I just saw the worst fucking thing I will ever see in my entire life, and I saw it on MTV. I know that's a harsh statement, since I might yet live to see several nuclear wars and a deadly polio outbreak. But it's a true statement; if you found a victim of numerous, violent orangutan molestations, who had every bone in his body shattered into absolute splinters and every time he breathes his lungs become completely filled with blood, and showed him this MTV program, he would say “that MTV ‘behind the scenes’ special on that shitty new Cat in the Hat movie that you just showed me is the worst thing that has ever happened to me.”
Now, I know I gotta explain why I was watching MTV, because really that’s inexcusable. I mean, I like those all Jackass spin-off shows, but they’re still retarded.

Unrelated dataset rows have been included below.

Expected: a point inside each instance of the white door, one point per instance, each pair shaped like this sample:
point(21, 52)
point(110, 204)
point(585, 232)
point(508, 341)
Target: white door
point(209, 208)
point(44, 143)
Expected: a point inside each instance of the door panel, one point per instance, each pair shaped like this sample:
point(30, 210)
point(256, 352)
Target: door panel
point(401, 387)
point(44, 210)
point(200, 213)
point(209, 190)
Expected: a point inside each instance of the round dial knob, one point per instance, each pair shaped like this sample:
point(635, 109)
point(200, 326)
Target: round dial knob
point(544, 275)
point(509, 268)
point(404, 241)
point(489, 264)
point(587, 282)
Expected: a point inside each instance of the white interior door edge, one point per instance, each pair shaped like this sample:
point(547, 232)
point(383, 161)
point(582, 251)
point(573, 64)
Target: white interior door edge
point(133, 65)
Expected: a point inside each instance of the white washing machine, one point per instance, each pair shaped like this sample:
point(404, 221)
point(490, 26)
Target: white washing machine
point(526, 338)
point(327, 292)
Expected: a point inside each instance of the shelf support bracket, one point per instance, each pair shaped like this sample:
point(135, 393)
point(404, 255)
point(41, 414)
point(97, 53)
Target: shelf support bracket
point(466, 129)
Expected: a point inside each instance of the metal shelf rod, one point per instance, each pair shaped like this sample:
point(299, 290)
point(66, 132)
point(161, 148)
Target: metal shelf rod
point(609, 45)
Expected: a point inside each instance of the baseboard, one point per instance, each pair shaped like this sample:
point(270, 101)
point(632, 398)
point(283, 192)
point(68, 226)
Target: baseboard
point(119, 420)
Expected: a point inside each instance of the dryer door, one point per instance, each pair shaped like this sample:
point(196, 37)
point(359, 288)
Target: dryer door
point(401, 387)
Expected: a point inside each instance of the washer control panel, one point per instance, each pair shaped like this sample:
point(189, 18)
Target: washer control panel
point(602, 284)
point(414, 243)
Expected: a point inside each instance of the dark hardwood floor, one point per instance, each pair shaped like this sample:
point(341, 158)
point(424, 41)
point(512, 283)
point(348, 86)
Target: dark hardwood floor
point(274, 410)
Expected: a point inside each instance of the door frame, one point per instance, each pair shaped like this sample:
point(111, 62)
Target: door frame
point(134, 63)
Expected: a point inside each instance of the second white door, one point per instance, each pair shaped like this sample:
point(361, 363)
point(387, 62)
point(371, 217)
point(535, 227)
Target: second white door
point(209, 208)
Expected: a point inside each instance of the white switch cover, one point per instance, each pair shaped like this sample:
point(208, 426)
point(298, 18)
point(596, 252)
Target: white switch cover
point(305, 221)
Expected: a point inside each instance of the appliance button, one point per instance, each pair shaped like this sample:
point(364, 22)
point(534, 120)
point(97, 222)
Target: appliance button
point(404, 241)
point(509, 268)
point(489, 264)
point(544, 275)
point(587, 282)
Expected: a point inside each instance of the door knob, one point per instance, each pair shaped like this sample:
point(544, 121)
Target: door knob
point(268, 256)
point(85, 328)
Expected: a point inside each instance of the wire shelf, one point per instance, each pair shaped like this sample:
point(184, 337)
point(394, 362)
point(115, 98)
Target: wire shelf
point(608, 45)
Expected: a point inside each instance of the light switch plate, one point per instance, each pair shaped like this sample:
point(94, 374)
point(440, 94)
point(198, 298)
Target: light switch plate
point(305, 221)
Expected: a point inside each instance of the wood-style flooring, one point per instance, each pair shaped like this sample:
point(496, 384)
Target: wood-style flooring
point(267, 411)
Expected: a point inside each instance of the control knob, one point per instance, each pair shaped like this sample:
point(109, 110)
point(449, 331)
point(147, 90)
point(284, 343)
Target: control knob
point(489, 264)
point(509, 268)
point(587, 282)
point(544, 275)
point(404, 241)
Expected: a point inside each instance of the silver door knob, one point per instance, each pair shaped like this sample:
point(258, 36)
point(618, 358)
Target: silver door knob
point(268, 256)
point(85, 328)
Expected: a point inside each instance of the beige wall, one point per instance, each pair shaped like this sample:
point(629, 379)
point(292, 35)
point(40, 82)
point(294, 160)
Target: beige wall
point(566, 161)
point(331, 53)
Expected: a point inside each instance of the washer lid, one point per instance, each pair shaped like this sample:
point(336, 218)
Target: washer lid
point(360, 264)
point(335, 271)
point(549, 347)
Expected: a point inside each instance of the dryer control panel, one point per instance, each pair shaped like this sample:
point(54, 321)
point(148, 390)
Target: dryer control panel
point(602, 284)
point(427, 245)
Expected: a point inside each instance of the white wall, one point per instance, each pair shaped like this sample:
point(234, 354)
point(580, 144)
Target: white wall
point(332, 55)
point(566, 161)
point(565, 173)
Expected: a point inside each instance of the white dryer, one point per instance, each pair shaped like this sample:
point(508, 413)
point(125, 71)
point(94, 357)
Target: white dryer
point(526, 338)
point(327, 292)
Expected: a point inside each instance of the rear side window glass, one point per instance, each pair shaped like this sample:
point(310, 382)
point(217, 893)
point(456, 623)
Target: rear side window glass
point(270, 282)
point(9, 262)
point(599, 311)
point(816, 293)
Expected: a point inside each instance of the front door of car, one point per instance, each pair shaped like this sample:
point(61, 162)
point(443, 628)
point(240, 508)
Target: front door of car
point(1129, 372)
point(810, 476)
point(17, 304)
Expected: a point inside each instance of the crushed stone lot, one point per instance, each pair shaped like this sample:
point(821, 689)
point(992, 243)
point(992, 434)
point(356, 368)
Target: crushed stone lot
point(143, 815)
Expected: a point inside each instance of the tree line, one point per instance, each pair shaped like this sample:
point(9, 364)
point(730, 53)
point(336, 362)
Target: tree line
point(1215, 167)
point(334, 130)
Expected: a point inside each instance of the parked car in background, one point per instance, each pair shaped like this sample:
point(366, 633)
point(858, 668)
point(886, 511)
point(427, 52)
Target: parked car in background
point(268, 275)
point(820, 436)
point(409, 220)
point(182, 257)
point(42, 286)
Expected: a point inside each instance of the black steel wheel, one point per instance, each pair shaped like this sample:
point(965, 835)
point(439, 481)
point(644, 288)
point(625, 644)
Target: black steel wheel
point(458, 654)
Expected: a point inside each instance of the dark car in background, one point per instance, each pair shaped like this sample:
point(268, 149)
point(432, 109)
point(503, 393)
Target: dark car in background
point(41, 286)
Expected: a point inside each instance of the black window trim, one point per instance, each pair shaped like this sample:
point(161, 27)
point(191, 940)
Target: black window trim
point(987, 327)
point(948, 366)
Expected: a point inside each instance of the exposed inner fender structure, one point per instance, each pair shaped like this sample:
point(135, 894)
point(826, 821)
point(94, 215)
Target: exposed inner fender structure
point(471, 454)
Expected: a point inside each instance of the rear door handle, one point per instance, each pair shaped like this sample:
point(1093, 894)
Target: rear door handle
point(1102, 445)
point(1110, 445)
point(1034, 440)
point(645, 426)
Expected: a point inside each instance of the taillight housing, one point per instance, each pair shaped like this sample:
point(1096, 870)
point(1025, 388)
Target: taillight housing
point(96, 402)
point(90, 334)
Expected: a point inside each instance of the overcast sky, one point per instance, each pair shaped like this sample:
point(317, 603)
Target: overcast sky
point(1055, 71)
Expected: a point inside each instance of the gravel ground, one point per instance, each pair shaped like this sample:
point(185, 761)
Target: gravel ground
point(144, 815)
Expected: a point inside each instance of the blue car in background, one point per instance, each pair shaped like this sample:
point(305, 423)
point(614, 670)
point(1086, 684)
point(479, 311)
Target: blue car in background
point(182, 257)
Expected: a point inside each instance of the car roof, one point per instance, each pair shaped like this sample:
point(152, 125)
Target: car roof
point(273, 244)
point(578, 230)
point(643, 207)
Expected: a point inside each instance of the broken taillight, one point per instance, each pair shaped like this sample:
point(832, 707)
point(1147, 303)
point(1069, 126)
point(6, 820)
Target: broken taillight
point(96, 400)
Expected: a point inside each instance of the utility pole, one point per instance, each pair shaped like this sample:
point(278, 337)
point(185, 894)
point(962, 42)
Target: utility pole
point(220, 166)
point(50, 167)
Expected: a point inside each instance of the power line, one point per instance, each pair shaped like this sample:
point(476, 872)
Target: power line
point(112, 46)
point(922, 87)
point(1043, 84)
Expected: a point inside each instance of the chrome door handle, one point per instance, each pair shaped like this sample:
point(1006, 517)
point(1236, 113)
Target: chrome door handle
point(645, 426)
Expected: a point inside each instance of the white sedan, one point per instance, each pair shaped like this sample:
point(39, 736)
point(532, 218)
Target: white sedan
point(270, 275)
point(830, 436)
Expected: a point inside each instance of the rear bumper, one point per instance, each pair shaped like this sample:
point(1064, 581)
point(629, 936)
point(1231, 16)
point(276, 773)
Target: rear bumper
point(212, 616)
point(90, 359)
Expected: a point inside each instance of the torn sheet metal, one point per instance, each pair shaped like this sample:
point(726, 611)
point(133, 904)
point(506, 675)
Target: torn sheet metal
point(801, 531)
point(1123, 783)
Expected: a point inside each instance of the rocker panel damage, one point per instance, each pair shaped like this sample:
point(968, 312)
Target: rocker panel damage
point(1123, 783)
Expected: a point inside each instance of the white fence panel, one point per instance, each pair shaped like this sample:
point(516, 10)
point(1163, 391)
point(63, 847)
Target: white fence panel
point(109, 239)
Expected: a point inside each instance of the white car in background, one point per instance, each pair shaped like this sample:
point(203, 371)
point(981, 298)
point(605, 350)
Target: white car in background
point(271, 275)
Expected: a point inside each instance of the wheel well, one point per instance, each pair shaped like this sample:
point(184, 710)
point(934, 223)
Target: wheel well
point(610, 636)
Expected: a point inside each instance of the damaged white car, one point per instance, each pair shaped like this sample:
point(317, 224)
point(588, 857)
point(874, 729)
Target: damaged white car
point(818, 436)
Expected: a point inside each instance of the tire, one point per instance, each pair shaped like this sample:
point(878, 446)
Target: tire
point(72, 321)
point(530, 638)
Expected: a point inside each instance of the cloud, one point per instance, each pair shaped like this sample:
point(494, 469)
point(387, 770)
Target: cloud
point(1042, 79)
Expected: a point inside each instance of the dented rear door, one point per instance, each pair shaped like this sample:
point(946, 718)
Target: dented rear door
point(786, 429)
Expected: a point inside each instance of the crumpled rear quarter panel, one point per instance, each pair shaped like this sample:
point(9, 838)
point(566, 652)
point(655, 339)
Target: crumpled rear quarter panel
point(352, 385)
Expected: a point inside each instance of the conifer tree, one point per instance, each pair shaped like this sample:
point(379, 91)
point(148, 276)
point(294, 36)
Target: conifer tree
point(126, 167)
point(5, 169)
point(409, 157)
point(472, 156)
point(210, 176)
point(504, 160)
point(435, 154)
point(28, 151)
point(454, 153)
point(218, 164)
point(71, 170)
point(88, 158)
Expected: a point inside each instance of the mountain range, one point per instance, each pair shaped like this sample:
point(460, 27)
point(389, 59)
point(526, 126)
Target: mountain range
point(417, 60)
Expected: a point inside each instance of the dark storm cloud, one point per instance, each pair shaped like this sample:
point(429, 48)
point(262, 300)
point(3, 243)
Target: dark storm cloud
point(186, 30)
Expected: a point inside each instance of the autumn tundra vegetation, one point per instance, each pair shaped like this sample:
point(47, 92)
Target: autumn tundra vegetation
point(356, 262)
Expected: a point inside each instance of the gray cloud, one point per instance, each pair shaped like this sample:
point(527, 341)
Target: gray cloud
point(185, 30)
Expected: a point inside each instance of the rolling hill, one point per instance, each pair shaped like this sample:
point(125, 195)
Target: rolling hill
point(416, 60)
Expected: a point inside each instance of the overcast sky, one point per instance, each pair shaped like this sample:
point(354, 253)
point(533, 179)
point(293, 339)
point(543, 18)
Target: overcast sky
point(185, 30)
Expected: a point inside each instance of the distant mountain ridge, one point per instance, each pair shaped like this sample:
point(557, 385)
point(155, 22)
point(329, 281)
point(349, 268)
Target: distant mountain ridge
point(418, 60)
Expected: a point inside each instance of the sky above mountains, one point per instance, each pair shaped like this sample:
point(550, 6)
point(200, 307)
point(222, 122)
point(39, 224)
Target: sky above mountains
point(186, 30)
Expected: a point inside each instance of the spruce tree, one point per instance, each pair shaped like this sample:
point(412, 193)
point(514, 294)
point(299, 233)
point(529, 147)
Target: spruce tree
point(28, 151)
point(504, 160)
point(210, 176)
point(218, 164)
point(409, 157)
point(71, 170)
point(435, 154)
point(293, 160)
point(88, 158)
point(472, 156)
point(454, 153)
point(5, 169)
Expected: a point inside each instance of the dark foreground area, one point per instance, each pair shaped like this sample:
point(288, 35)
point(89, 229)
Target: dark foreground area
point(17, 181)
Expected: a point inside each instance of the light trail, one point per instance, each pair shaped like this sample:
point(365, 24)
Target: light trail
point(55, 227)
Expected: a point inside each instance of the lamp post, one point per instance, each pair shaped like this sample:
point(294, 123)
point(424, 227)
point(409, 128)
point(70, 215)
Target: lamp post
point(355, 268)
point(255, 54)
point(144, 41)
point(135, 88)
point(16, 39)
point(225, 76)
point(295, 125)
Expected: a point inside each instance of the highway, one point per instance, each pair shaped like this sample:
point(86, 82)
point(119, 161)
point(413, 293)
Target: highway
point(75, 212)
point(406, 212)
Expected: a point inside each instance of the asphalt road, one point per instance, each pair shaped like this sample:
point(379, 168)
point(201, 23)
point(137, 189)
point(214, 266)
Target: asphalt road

And every time MTV actually has a good show, like Clone High or 3-South, it’s gone after eight episodes. But MTV reality shows are hilarious. Only a communist wouldn’t chuckle with delight upon hearing some idiot whine out “dude, I totally cannot fucking believe the pledge-coordinator brother paddled our asses and made us peel duct tape off of each other’s sacks with our teeth just because Riley threw up in that Zeta chick’s mouth! That’s so fucking rank!
So I’m watching MTV, because I’m so fucking rank, when I realize that I’m watching a “behind the scenes” special on that god-forsaken pile of movie “The Cat in the Hat,” loosely based on the Dr. Suess book of the same name. If you’re not a Hollywood insider, “behind the scenes” specials are 22 minutes of bullshit pieced together from three-seconds long clips from the horrible movie in question, boring-ass footage of the most boring-ass parts of making the boring-ass movie (such as watching the set being put together or cat make-up being put on Mike Meyer’s face), and idiotic answers by members of the idiotic cast to idiot questions (“what does your character feel about emotions?“) asked by an idiotic MTV intern.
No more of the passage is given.